I haven’t even gotten up yet to the guy who was 100 years old whom Nicole introduced and who spoke very well we all thought. At our little party, composed of the members of my wife’s writing workshop, and thus perhaps a more artistic crowd than most, the arguments were bitter about whether or not Juno is a pro-life film or perhaps only co-opted by the pro-life people in which case it really wasn’t the film’s fault––oh yes it is, oh no it’s not, it’s really not. The winner of our pool turned out to be Maizie, who got to the event half an hour late and who professed to have seen only two of the movies involved, and yet she got fourteen right, far more than anybody else. She’s like one of those characters in a William Gibson novel who can put her hand on the TV and she can read the minds of everyone, including the electorate, who voted for best cinematographer to be Robert Elswit for No Country for Old Men instead of my favorite, Roger Deakins. She reads the zeitgeist, what can I say? Last time I got 14 right about anything, it was a quiz about Lana Turner.

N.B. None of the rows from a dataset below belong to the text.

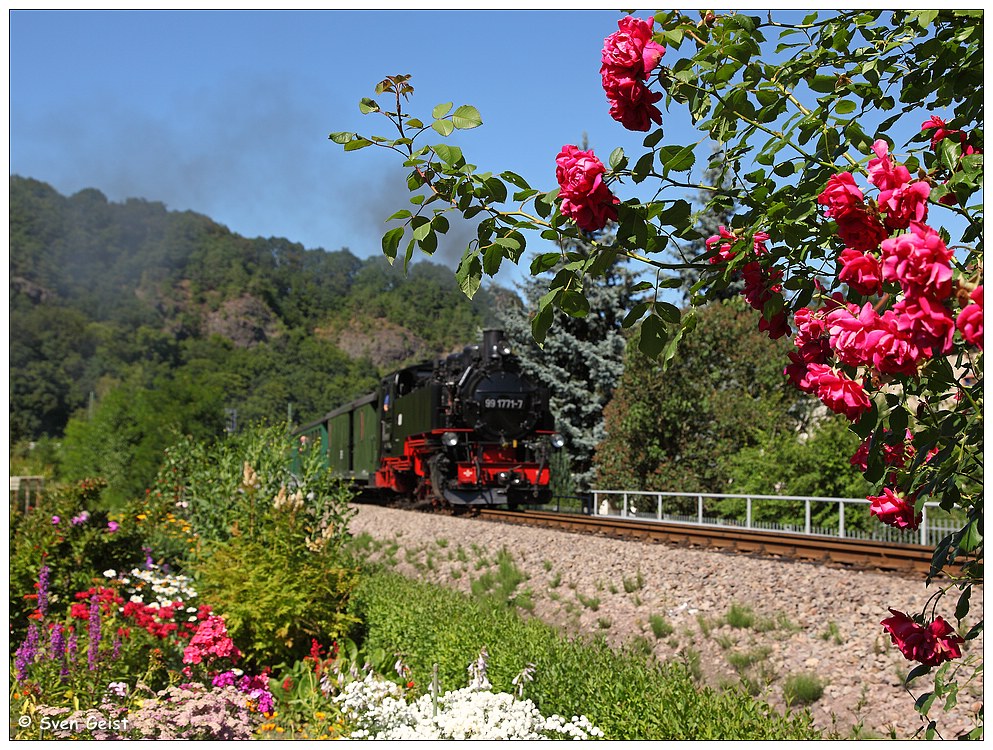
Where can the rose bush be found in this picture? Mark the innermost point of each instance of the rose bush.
(885, 298)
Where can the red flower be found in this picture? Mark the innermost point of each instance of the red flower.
(585, 196)
(884, 173)
(861, 271)
(839, 392)
(861, 230)
(894, 510)
(841, 196)
(630, 52)
(933, 645)
(632, 103)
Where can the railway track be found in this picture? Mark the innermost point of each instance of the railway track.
(905, 558)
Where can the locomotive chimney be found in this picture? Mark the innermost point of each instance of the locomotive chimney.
(493, 342)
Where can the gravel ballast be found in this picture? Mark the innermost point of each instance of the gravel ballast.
(787, 618)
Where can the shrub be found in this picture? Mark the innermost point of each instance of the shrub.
(625, 693)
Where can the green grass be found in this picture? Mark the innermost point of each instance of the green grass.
(660, 626)
(626, 692)
(802, 689)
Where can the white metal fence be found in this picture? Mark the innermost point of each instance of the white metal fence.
(692, 508)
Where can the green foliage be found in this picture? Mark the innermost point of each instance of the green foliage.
(282, 532)
(722, 392)
(580, 360)
(75, 553)
(625, 694)
(660, 626)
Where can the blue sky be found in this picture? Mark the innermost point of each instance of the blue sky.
(227, 113)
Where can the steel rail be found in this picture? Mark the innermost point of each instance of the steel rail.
(904, 558)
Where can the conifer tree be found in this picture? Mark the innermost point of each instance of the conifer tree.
(581, 363)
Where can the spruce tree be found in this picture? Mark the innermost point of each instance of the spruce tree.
(580, 363)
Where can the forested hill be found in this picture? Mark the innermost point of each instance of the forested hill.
(131, 298)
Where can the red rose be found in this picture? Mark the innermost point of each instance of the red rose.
(919, 262)
(841, 195)
(838, 392)
(894, 510)
(933, 645)
(630, 52)
(905, 204)
(585, 197)
(884, 173)
(632, 103)
(861, 271)
(861, 230)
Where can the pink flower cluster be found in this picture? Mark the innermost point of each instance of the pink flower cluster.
(917, 262)
(585, 196)
(761, 285)
(628, 56)
(931, 645)
(211, 641)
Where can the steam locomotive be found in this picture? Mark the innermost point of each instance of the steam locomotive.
(468, 430)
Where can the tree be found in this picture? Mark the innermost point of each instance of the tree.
(885, 292)
(580, 362)
(723, 391)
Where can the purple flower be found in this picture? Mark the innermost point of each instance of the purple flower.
(94, 631)
(57, 650)
(223, 679)
(73, 644)
(43, 577)
(26, 652)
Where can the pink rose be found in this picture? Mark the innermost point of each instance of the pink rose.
(630, 52)
(848, 328)
(841, 195)
(919, 262)
(970, 320)
(905, 204)
(838, 392)
(933, 645)
(894, 510)
(585, 197)
(890, 348)
(861, 271)
(861, 230)
(927, 323)
(632, 103)
(883, 171)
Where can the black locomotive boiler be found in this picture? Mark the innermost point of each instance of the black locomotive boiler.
(470, 429)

I read an article in the Chronicle that interviewed this one ordinary Joe Schmoe from Marfa Texas, who signed up for the movie No Country for Old Men. They filmed one scene there, in the outskirts of Marfa, that eerie scene right at the beginning when Josh Brolin stumbles into a ring of trucks and sedans stopped dead in their tracks, all the drivers killed, blood everywhere, some kind of drug deal went wrong? Well, this guy was one of the dead. Then as it turns out they also had him in There Will Be Blood, which used the same location, just dressed it a little different. This added to my impression that Blood and Country were sort of the same movie; at any rate kissing cousins as we say down Marfa way. I expect in years to come fans of both movies will be making Marfa a regular port of call when they visit, as fathers and sons visit that Iowa town where they’ve built a real field of dreams to throw a ball back and forth to each other, man to boy, boy to man.

I had a friend who lived in Astoria, Oregon, lovely little seaside town except that obstreperous and devoted fans of The Goonies are always stopping her asking her if she could take their photo in front of this or that Goonies landmark. And the problem got only worse a few years back, when The Ring was filmed right there in Astoria. Remember The Ring, with Naomi Watts, and that horrid little boy? And how if you put a VHS tape into the VCR and watched it, three days later you would die? Well, this movie too attracted cultists who like to come to Astoria and see the places where the movie was made but they’re largely evil, swears my friends, or at any rate they’re into Satanic ritual and it is said that a group of them captured two of the Goonies fans and roasted them alive in their own sweat when the moon was high above the old wishing well. There will be blood! And not the blood of agents and executives either, just of loyal Oscar fans gathering together and cheering like mad when they showed Jane Fonda’s old hairdo.